Hydrogen – The Future of Mobility?

Within the engineering community, there is now broad consensus - supported by numerous studies - that battery electric vehicles (BEVs) more than compensate for their initially higher CO₂ footprint during production over the course of their entire life cycle. At the same time, BEVs still exhibit limitations, based on today’s state of technology, particularly with regard to driving range and refueling times. Liquid fuels such as diesel or gasoline offer high energy density, can be supplied quickly via existing infrastructure, and enable ranges of several hundred kilometers within just a few minutes.

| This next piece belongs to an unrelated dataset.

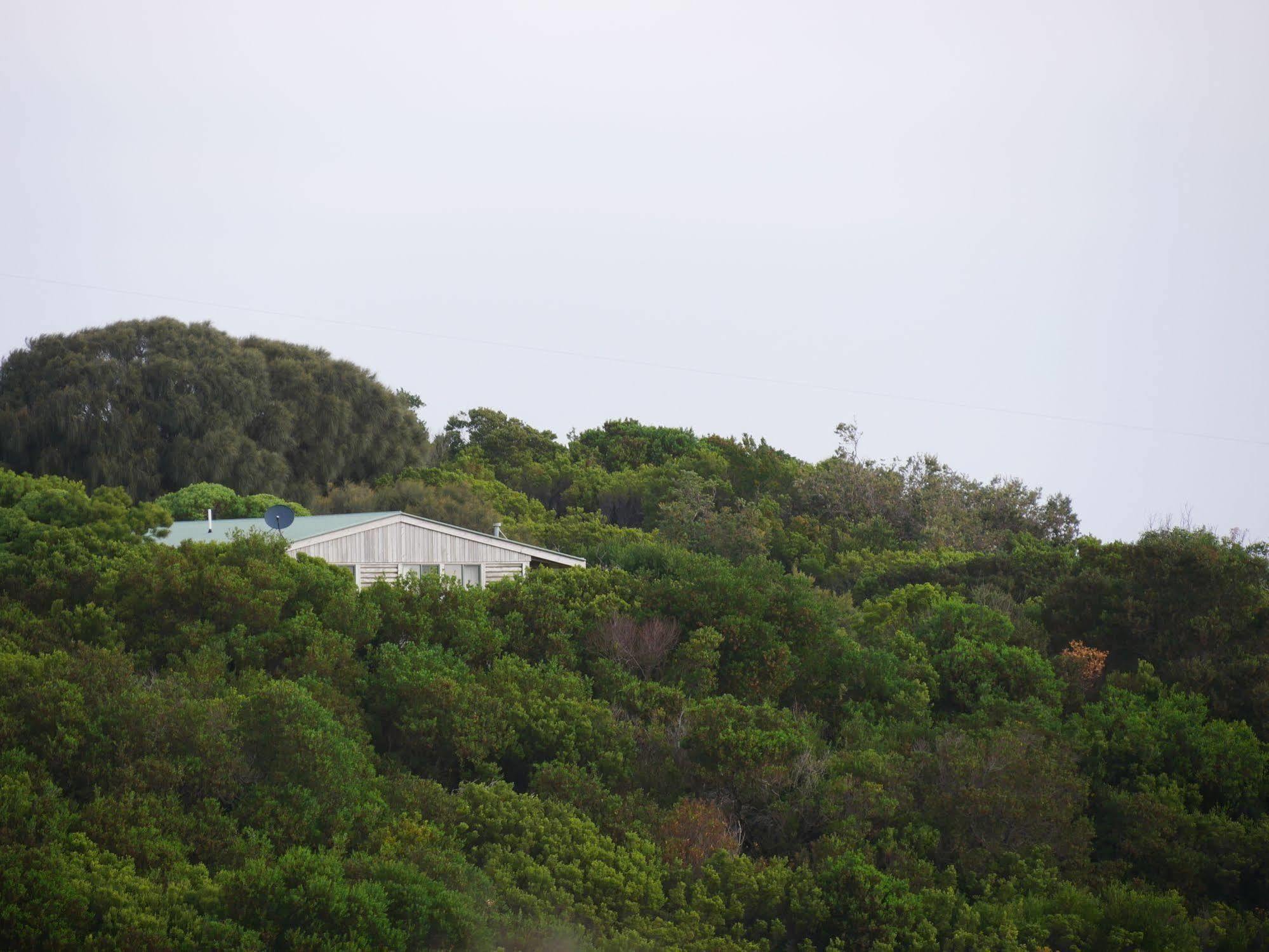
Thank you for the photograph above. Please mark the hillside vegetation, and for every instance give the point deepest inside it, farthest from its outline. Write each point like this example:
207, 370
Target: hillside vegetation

Against this backdrop, alternative technologies alongside battery-electric mobility are gaining importance. These include synthetic fuels (so-called e-fuels) as well as hydrogen. Hydrogen can be produced relatively efficiently via electrolysis using water as the base material. It can serve either as a feedstock for the production of synthetic fuels or as an energy carrier in fuel cell systems. In a fuel cell, electrical energy is generated through the reaction of hydrogen with oxygen. Alternatively, hydrogen can also be used directly in internal combustion engines, where it combusts according to principles similar to those of a spark-ignition engine. The resulting exhaust gas consists almost entirely of water.

Each of these concepts presents its own technical and infrastructural challenges and is therefore not universally applicable. While the passenger car segment currently shows a clear development trend toward fully battery-electric powertrains, a variety of drivetrain concepts can be observed in the commercial vehicle sector, particularly for trucks and buses. Here, hydrogen combustion engines can represent a viable alternative, as parts of the existing infrastructure can continue to be utilized. In agricultural and off-highway applications, however, high energy demand and continuous power requirements meet limited charging or hydrogen infrastructure. As a result, major engine manufacturers are also advancing gas engine technologies.

IGEL has been involved in the development of hydrogen direct injection concepts as well as in engineering activities related to fuel cell systems. Drawing on our extensive experience in conventional internal combustion powertrains as well as electrified drivetrains, we understand the strengths and limitations of the various concepts and support our customers in identifying suitable solutions for their specific challenges.